Michigan appears poised to take a spot as one of the biggest legal online gambling markets in the US. Online casinos and sports betting could earn as much as $650 million in the first year of operations, according to analysis from MichiganSharp.com.
That $650 million projection would bring in more than $93 million in first-year tax revenue for the state. Michigan’s legal online gambling platforms could go live by the end of 2020.
Michigan Sharp evaluated several different sources in coming up with these projected numbers. Our analysis points to the possibility of the state realizing $400 million in sports betting revenue, along with another $250 million in online casino and poker revenue, in the first year.
See our complete guide to Michigan Online Gambling Revenue.
Michigan Sets Its Sights On Gambling Expansion
The effort to legalize sports betting and online gambling in Michigan lasted several years, and finally became reality in 2019.
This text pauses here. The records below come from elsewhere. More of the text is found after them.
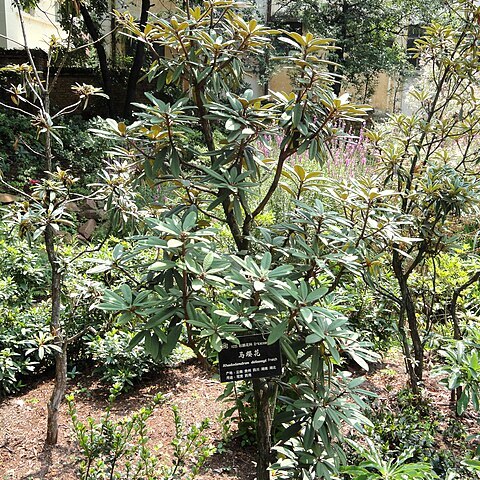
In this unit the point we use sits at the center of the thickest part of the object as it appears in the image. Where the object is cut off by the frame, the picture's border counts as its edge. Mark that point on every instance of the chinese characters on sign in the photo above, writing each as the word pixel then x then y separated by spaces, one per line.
pixel 252 358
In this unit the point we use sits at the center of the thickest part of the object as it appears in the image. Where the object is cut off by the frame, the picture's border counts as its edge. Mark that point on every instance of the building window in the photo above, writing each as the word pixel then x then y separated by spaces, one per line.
pixel 414 32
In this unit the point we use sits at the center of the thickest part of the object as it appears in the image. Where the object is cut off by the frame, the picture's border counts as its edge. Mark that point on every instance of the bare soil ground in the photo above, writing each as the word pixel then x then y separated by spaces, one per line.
pixel 23 425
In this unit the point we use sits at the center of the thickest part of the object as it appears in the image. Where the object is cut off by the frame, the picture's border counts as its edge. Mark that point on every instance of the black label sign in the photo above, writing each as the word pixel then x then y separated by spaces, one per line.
pixel 252 358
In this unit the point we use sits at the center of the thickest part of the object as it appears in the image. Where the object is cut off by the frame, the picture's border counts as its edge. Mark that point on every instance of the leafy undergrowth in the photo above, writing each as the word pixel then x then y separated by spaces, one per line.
pixel 431 432
pixel 23 420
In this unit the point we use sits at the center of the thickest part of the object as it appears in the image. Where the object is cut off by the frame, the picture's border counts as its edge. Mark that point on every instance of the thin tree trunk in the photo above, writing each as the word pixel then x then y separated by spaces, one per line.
pixel 58 392
pixel 265 394
pixel 408 307
pixel 102 57
pixel 137 64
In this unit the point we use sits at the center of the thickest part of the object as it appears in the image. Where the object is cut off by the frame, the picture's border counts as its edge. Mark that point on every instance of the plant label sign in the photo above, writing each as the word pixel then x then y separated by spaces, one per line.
pixel 251 358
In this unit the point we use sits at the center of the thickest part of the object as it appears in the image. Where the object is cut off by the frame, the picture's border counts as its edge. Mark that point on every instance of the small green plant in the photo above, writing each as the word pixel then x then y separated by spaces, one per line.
pixel 118 449
pixel 462 374
pixel 374 467
pixel 116 363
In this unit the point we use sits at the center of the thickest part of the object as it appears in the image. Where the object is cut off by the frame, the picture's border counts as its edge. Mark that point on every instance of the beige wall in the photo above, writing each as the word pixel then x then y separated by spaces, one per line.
pixel 40 25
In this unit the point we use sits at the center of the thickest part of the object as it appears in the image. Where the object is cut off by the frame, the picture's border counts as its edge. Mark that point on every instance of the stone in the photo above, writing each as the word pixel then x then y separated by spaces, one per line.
pixel 86 229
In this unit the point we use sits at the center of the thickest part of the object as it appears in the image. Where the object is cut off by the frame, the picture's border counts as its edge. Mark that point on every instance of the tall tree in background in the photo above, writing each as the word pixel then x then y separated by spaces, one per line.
pixel 368 33
pixel 97 20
House Bill 4916 passed in December 2019, giving the green light to legal sports betting (both retail and online), online casinos, and online poker. The legislation makes Michigan one of five US states to legalize all three online verticals of sports betting, casinos, and poker.
The Michigan Gaming Control Board (MGCB) oversees the approval and licensing procedures for potential sports betting and online gambling operators in the state. The MGCB began accepting applications for internet gambling and online sports betting licenses in July.
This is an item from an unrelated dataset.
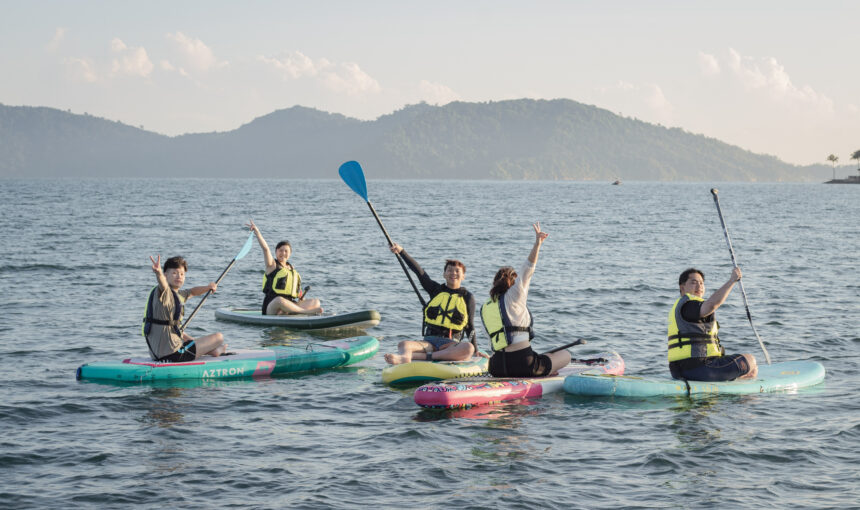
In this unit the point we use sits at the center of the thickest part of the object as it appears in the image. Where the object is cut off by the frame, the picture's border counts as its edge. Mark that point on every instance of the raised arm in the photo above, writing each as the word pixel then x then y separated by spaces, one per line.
pixel 267 253
pixel 719 297
pixel 426 282
pixel 539 239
With the MGCB fast-tracking the approval and licensing process, the first of Michigan’s legal online gambling platforms could launch by the end of the year.
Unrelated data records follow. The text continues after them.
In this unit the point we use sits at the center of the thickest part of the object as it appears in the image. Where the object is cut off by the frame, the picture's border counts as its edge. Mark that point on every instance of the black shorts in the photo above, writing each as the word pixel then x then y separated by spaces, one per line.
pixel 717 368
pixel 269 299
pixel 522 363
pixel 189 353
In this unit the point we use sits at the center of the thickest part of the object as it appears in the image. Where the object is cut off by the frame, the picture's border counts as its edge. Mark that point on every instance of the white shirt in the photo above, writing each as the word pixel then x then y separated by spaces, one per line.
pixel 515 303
Online Gambling In Michigan: By The Numbers
Much like New Jersey and Pennsylvania, Michigan’s mobile gambling platforms will operate in partnership with the state’s land-based casinos. All of the state’s 26 retail casinos can apply for the opportunity to offer online gambling.
Michigan’s situation is unique, however, as both tribal and commercial casinos are eligible to apply for internet gambling and online sports betting licenses. The state hosts 23 tribal casinos, as well as three Detroit-based commercial casinos.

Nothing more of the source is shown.